3.2. Methane Reformer: A device which can produce syngas using catalyst, it uses oxygen and carbon dioxide or steam in a reaction with methane to form syngas. An exothermic process, methane becomes partially oxidized to produce H2 + CO + H2O (Dufour 2009). Landfills are high GHG methane producers, produced during the process of anaerobic digestion of MSW (Schburt & Arguin, 2011). Methane is commonly removed from landfills via combustion, however, by undergoing reformation, we produce additional syngas & remove excess methane/CO2 from the atmosphere.
4. Discussion The initial goal of waste-to-biofuel technology was to deter landfills from incinerating waste, and to reduce the amount of land sequestered to landfills, but is expanding to include mainstream applications, such as transportation.
In 2008, fossil fuels contributed a staggering 500 EJ to global fuel consumption while biofuel only contributed 50-54 EJ (Rosillo-Calle, 2012). As waste-to-biofuel technology becomes more popular we have exceedingly high expectations. It is projected that this will contribute 56 EJ annually, the equivalent of 135 billion gallons of biodiesel, by 2015, and by 2050, contribute 500 EJ to global fuel consumption (Rosillo-Calle, 2012).
4.1 Benefits In addition to the contribution of biofuels to global fuel consumption, other benefits include a reduction in CO2 emissions, a comparable energy equivalent to petroleum (95%), and their potential role as a viable alternative to petroleum fuel (Stichnothe and Azapagic, 2009). The transportation sector is responsible for almost 20% of the present global CO2 emissions. Current petroleum fuel emits 85g of CO2/MJ (Stichnothe and Azapagic, 2009). This is significantly higher than biofuel-derived waste which emits only 6.1g of CO2/MJ equivalent (Stichnothe and Azapagic, 2009). This offers a substantial reduction in CO2 emissions.
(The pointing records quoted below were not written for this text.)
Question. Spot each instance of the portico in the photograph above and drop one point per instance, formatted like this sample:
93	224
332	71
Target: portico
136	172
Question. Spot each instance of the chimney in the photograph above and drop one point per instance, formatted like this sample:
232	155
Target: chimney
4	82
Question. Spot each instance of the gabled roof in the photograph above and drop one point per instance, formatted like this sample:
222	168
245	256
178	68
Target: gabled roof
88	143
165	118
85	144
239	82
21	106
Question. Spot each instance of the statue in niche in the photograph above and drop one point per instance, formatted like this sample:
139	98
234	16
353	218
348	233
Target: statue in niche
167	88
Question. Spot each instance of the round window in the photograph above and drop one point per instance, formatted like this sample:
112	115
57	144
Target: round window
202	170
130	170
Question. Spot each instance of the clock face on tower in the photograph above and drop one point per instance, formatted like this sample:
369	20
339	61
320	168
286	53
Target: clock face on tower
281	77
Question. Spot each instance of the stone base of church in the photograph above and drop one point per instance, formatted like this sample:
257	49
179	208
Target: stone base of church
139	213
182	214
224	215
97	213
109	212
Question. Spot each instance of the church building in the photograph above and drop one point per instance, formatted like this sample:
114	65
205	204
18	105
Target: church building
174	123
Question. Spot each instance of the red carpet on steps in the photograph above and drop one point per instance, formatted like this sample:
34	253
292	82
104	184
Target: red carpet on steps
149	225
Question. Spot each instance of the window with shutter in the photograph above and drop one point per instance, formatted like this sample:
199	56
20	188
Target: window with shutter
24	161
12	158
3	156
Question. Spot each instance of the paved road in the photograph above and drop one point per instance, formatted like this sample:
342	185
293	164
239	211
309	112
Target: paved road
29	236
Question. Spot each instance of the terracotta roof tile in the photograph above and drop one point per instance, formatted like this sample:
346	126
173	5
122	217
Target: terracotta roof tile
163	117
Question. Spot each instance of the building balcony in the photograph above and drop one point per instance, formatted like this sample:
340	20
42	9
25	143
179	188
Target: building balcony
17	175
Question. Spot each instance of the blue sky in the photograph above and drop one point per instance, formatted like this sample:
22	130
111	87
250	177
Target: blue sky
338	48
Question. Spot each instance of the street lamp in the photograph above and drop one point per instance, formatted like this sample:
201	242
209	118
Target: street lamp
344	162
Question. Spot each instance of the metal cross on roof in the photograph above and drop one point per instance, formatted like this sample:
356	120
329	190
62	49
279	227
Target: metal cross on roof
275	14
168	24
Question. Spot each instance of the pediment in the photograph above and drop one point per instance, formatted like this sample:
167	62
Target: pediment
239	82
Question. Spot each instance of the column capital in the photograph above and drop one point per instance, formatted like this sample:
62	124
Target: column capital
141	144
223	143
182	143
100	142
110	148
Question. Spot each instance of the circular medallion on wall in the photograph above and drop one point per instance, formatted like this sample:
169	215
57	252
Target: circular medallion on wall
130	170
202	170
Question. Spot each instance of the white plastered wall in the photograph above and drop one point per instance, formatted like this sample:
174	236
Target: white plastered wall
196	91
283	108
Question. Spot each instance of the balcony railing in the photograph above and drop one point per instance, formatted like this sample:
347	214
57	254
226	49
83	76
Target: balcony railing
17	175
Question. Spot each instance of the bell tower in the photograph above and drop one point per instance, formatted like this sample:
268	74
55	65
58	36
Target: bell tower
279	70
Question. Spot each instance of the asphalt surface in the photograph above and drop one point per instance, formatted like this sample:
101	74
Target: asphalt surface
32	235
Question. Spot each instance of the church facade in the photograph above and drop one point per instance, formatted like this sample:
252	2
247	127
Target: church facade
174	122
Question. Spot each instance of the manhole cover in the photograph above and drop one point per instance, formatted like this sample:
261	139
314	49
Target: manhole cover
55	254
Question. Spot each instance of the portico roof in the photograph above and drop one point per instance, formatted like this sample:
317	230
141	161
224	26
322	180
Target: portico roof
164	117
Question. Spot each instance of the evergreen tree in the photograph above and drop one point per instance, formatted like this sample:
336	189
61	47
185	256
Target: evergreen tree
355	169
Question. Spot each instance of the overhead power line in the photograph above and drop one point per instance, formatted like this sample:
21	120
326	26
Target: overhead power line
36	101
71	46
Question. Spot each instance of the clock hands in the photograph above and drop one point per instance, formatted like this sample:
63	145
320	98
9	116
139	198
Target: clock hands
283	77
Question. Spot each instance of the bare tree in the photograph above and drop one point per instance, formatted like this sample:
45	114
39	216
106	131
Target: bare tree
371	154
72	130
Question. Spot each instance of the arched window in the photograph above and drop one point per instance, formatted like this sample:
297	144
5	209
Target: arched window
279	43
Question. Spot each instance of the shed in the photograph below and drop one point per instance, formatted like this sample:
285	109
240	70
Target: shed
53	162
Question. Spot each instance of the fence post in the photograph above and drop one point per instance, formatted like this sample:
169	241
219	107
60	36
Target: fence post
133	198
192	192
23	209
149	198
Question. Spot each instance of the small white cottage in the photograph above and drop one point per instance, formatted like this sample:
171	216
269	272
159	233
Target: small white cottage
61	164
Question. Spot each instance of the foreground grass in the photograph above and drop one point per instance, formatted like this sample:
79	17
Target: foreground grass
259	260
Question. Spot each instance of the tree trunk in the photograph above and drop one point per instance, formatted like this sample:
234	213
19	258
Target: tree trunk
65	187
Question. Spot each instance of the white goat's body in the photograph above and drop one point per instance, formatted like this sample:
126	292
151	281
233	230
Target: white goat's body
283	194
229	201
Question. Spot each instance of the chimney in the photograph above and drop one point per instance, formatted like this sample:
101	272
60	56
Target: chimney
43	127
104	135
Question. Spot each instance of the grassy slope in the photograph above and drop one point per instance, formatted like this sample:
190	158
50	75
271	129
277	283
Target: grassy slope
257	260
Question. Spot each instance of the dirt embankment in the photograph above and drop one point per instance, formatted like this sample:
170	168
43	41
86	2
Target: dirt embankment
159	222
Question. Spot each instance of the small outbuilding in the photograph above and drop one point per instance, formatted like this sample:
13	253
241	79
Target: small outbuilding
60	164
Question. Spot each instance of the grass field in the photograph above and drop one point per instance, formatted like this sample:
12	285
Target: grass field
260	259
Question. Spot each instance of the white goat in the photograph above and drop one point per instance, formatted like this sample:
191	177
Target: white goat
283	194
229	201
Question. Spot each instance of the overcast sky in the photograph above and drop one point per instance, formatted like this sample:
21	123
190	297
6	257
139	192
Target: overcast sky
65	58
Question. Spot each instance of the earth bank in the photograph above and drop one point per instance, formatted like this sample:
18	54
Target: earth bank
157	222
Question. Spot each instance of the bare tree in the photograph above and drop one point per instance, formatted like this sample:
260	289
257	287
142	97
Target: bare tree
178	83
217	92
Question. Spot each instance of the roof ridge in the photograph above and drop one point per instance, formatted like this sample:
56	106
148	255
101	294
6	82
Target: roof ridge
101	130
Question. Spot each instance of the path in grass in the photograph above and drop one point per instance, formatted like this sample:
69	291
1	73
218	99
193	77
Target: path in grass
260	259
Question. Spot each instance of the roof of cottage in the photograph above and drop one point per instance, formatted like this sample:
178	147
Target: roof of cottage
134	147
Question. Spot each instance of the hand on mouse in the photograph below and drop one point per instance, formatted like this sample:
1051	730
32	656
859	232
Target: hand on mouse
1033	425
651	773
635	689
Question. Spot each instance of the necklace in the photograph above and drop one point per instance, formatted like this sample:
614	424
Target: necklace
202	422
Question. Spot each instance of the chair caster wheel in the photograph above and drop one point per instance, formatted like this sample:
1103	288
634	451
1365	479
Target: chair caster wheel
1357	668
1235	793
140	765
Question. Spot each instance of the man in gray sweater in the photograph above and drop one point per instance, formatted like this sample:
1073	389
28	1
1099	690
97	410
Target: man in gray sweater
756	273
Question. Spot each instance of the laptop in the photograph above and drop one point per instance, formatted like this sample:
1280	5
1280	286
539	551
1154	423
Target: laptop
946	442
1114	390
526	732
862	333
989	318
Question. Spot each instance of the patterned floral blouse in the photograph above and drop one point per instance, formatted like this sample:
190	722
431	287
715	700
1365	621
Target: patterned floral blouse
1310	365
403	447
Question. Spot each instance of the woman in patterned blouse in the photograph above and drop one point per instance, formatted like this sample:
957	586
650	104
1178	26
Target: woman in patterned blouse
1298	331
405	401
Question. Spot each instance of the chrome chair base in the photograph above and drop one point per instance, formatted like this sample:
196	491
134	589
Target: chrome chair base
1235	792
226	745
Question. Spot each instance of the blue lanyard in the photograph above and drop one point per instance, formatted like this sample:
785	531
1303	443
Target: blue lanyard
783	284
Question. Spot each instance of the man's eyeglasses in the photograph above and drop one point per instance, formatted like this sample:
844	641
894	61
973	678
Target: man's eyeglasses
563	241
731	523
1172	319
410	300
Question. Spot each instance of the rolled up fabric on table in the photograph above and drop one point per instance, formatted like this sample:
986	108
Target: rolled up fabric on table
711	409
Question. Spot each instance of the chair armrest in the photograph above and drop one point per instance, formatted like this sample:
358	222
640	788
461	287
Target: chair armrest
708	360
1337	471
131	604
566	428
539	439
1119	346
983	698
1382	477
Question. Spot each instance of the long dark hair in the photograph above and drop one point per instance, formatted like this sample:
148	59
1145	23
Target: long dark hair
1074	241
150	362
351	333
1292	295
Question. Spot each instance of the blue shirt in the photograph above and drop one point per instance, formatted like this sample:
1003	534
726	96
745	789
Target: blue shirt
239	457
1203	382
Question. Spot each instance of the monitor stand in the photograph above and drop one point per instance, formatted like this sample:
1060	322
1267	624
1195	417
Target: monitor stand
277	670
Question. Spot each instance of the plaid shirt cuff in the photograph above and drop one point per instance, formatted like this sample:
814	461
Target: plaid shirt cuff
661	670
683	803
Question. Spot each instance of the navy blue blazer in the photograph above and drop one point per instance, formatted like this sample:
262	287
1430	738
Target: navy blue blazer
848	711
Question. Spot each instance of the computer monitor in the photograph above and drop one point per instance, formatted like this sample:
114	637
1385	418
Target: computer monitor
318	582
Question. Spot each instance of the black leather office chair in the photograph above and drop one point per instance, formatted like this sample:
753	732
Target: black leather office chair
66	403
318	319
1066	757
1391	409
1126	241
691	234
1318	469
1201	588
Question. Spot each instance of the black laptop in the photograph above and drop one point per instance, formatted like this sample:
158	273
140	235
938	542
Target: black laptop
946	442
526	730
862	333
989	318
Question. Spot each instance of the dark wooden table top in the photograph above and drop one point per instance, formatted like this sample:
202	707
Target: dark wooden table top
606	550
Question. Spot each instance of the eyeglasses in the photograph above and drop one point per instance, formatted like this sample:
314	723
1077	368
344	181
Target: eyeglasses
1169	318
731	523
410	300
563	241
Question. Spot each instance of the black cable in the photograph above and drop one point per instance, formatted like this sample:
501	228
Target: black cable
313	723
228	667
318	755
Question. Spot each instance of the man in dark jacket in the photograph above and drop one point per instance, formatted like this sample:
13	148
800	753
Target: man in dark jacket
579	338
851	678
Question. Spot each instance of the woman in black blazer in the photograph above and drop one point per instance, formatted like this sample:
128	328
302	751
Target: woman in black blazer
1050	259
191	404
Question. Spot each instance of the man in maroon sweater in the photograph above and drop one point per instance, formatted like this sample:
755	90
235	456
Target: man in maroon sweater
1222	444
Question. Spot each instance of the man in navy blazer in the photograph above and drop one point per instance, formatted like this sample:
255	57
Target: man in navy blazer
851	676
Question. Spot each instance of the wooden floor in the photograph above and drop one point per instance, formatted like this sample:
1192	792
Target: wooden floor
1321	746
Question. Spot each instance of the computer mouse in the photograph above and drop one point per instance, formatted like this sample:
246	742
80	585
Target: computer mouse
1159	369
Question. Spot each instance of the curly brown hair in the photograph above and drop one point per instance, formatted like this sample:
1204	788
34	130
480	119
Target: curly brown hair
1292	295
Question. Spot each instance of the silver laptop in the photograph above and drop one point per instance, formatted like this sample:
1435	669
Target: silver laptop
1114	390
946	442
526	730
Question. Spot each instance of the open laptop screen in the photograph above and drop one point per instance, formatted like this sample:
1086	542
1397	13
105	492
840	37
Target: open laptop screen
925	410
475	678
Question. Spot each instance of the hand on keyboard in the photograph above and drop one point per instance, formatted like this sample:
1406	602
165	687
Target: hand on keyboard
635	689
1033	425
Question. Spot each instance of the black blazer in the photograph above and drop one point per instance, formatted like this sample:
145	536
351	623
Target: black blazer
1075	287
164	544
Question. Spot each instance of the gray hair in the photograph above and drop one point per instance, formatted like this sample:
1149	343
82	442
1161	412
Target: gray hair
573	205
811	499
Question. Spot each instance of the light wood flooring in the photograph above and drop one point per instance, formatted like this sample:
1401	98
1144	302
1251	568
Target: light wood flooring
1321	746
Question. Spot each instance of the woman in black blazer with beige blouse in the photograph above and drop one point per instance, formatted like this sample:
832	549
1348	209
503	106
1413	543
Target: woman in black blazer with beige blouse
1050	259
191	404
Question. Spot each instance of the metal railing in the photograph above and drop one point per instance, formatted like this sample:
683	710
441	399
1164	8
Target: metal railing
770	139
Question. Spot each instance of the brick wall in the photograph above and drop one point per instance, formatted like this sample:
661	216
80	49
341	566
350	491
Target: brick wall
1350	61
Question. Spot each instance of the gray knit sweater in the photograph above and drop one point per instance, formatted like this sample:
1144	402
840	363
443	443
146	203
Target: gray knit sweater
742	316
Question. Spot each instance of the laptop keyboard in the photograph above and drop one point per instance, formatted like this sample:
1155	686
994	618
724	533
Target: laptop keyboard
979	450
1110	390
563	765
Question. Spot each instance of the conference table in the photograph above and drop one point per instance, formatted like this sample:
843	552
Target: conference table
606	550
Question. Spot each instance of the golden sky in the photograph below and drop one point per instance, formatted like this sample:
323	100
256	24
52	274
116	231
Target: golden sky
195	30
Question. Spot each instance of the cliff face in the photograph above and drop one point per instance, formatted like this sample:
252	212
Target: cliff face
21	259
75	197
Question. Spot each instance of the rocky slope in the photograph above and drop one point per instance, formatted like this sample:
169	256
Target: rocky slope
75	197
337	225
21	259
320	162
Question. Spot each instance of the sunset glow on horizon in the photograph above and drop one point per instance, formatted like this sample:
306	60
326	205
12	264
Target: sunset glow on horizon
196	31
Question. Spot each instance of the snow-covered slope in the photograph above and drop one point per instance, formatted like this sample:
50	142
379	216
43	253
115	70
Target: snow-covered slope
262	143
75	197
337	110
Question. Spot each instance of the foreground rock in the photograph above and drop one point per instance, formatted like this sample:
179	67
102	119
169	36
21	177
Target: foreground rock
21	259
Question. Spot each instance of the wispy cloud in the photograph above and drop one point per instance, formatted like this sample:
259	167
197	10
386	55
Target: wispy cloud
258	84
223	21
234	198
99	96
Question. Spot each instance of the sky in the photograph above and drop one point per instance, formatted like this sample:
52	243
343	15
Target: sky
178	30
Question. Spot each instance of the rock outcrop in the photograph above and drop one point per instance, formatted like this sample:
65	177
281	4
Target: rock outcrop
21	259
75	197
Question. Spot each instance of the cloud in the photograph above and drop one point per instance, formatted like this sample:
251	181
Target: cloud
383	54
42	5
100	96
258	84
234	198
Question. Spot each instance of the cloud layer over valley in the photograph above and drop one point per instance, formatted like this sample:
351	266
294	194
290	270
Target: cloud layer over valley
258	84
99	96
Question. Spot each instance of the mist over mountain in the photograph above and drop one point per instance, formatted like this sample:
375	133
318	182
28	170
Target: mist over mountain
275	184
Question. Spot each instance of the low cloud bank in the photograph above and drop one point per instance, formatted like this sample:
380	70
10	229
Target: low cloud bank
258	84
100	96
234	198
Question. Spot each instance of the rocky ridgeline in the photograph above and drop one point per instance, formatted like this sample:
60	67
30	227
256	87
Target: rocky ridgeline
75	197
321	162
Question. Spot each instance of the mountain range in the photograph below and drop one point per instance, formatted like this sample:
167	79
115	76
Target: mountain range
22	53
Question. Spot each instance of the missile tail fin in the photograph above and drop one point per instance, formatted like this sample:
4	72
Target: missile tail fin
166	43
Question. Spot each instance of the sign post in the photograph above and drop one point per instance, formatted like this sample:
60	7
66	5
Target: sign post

As a result, biofuel-derived waste proves that it has the potential to be a competitive fuel alternative to petroleum.
4.2 Drawbacks Drawbacks must also be considered when evaluating the practicality of waste-to biofuel technology, including the ever-fluctuating volume and caloric content of waste, cost of operating landfills, minimal government support, and contradicting information on GHG emissions (Stichnothe and Azapagic, 2009, Lin et al, 2013). Several sources suggest that waste-to-biofuel technology contributes near equivalent GHG emissions due to the operation of gasification equipment, however, this problem could be eliminated by sequestering methane from the landfill and using it to operate the gasification equipment (Rosillo-Calle, 2012).
In the future, waste-to-biofuel technology hopes to gain more support from not only the government but the public and prove that the benefits of this technology significantly outweigh the drawbacks.
5. Conclusion Edmonton, Alberta is currently at the forefront of waste-to-biofuel technology. Implementation of traditional and enhanced gasification techniques, methane reform, as well as a variety of other technologies, may enable higher efficiency production and will contribute to a significant decline in landfill GHG emissions. Although there are drawbacks, we are confident that proper utilization of waste-derived biofuels will enable us to forge towards a future primarily focused on sustainable energy.